On the other hand, where the stated danger is not considered serious and in close proximity by the occupational health and safety expert or the occupational health and safety board of the employer or if the relevant safety measures have been determined and implemented accordingly, the employee can no longer refrain from working. If the employee insists on not working, the employer can terminate the employee for cause and with immediate effect.
5. Leave – how should leave be regulated during the pandemic?
Turkish law allows employees to take a leave in various situations. First, an employee who is unwell may take sick leave. In the current circumstances, an employer is obligated not to allow any sick employees into the workplace at any time. An employee who is sick and can prove that he is ill must continue to receive his salary based on the provisions of social security legislation. In this case, the employer is entitled to request a doctor's report proving the worker's condition. Extended sick leave without evidence of illness can result in a valid termination by the employer. Secondly, an employee and employer may agree that the employee will use his statutory paid leave during this period. Lastly, an employer may grant casual leave (mazeret izni) to employees in which case the days used as leave will not be deducted from the periods of statutory leave granted under the law and the employee will receive his usual pay.

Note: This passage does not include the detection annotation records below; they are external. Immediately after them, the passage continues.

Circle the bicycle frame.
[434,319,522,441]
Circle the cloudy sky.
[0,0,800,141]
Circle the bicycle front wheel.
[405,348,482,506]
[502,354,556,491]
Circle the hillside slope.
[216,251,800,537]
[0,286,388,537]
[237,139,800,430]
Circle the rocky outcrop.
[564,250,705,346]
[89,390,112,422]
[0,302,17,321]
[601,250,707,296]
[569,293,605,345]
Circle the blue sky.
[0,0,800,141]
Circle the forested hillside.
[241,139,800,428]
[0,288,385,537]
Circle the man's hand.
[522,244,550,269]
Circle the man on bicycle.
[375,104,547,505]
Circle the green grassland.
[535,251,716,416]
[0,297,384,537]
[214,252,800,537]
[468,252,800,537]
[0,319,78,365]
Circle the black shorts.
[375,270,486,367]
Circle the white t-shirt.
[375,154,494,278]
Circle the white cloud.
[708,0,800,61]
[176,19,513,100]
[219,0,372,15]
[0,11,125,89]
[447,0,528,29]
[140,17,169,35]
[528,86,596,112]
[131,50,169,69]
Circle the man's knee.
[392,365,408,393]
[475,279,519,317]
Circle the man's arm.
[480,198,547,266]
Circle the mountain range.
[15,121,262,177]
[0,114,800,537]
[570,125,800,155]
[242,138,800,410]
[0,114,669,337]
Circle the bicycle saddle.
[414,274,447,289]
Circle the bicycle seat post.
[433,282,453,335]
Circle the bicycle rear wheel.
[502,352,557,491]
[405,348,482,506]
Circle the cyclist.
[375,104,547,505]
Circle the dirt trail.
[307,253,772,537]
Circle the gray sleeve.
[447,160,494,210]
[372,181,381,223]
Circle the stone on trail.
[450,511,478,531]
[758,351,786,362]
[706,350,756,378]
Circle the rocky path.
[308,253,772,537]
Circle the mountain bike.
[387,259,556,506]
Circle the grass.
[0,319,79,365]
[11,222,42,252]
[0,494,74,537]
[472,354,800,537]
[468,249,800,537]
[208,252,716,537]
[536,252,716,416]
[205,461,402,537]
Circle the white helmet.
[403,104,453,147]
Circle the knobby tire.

6. Personal Travel - Can an employer restrict personal travel?
Given the ever-growing nature of the pandemic, employers are able restrict employee personal travel and make any travel subject to employer consent. In the absence of established precedent and the freedom granted under the Turkish Constitution for travel and settlement, it is unclear whether a breach of this instruction can be grounds for the employee's termination.
Even if there are no grounds for the termination of employment, an employer is entitled to prohibit an employee, who has travelled against his instructions, from entering the workplace. During this time, the employee may be asked to work from home and submit a doctor's report of his health condition before being allowed back into the workplace. A failure by the employee to submit this report despite the employer's request to this effect may be considered a valid reason for termination of employment.
7. Suspension of work - Can an employer suspend work and refrain from making payments to employees during this suspension?
If an employer freely suspends work for a certain period for the protection of its employees, he is obligated to continue to pay their salaries.
However, if regulatory action closes or restricts certain businesses (e.g. shops in malls where crowds gather), the employer's obligations toward employees will be significantly relaxed. In this case, during the one-week period after the closure or restriction by regulatory action, an employer will only be obligated to pay half the salary of each employee.
At the end of the one-week period, there will be no further payment obligations. During the entire period that this regulatory action is in effect, the employment agreement will be considered suspended and once the action is lifted, the employment agreement will automatically become effective again.